21. Orman yalnızlığı

(Almanca) Ormanda yalnız olma hissi. Bahse girerim biraz Hansel ve Gretel veya Kırmızı Başlıklı Kız referansı!

22. Fargin

(Yidiş) Başkalarının başarısını yürekten takdir etmek.

23. Weltschmerz

(Almanca) Gençlerin en ayrıcalıklısının yaşadığı romantikleştirilmiş ve yorgun bir hüzün! Kelimenin tam anlamıyla dünya-kederine çevirir. Bu kulağa biraz birinci dünya sorunlarımıza benzemiyor mu?reklam

24. Pochemuchka

(Rusça) Çok soru soran kimse.

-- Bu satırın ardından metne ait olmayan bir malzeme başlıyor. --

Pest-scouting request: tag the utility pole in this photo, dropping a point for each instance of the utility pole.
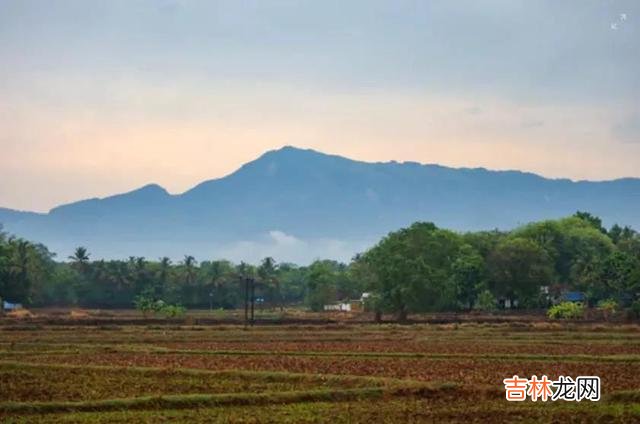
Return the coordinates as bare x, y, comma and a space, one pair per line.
253, 298
246, 301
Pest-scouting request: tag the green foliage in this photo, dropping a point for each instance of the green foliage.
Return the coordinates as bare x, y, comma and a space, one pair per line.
566, 310
417, 269
486, 301
518, 267
635, 309
608, 305
173, 311
321, 284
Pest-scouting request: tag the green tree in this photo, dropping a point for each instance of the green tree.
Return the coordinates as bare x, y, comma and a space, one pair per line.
518, 267
321, 285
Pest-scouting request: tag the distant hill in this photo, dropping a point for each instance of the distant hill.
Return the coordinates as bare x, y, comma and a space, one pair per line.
300, 204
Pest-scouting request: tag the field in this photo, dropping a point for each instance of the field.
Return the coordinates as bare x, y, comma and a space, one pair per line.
87, 371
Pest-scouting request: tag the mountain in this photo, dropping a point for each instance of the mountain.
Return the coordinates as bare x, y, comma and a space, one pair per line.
302, 204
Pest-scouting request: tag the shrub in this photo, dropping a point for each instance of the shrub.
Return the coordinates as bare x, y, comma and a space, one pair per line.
172, 311
608, 307
486, 301
566, 310
635, 309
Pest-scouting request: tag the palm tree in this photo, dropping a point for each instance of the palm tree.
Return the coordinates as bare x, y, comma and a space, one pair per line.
189, 264
163, 275
269, 278
80, 257
19, 268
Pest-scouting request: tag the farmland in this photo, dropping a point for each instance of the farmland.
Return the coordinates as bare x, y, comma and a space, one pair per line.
79, 371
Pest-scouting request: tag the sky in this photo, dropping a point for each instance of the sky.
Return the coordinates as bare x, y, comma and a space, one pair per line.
101, 97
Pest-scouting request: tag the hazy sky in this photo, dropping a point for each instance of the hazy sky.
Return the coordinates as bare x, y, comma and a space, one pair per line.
99, 97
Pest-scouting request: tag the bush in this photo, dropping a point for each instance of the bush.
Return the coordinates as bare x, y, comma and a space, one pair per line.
147, 305
566, 310
172, 311
486, 301
635, 309
608, 307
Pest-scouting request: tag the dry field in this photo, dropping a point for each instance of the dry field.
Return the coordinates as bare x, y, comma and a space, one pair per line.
346, 372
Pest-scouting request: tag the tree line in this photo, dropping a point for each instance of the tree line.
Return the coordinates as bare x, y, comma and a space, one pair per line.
421, 268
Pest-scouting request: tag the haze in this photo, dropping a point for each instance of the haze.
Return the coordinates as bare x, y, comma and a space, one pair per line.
102, 97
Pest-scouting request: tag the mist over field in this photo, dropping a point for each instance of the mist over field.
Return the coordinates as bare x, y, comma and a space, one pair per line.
299, 205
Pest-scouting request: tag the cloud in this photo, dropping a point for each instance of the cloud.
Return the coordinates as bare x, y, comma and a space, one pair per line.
532, 123
287, 248
628, 130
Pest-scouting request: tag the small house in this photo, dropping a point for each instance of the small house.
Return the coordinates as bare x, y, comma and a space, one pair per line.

Evet, sınıfımdaki elini asla indirmeyen kıza bakıyorum.

25. Özlem

(Portekizce) Sizden uzakta olan bir kişi, yer veya şey için melankolik özlem veya nostalji.

26. tart

(İskoç) Daha önce tanıştığınız biriyle konuşuyorsanız ancak adı beyninizden tamamen silinmişse, o zaman tartıldınız demektir. Esasen bir kişiyi veya bir şeyi tanımakta tereddüt etmek anlamına gelir.

27. Farkında

(Japonca) Aşkın güzelliğin kısa ve kademeli anının acı tatlılığı.

28. Tingo

(Pascuense) Komşunuzun eşyalarını ödünç alarak yavaşça ve kademeli olarak çalmak ve Sizin Değil'den oluşan bir koleksiyon oluşturana kadar geri vermemek!

29. Iktsuarpok

(Inuit) Birinin ortaya çıkmasını beklemekten kaynaklanan hayal kırıklığı ve sıkıntı. Garsonlar ara sıra size acıyarak bakarken, restoranda randevunuzu saatlerce bekleyen tüm insanlara. Evet. Ne demek istediğimi biliyorsun.reklam

30. Mamihlapinatapei

(Yagan) Her ikisi de bir şeyler başlatmayı arzulayan ama başlamaya gönülsüz olan iki kişinin paylaştığı, söylenmemiş ama gerçekten derin bir bakış.

İngilizce dilinde sahip olmadığımız başka bir kelime biliyor musunuz?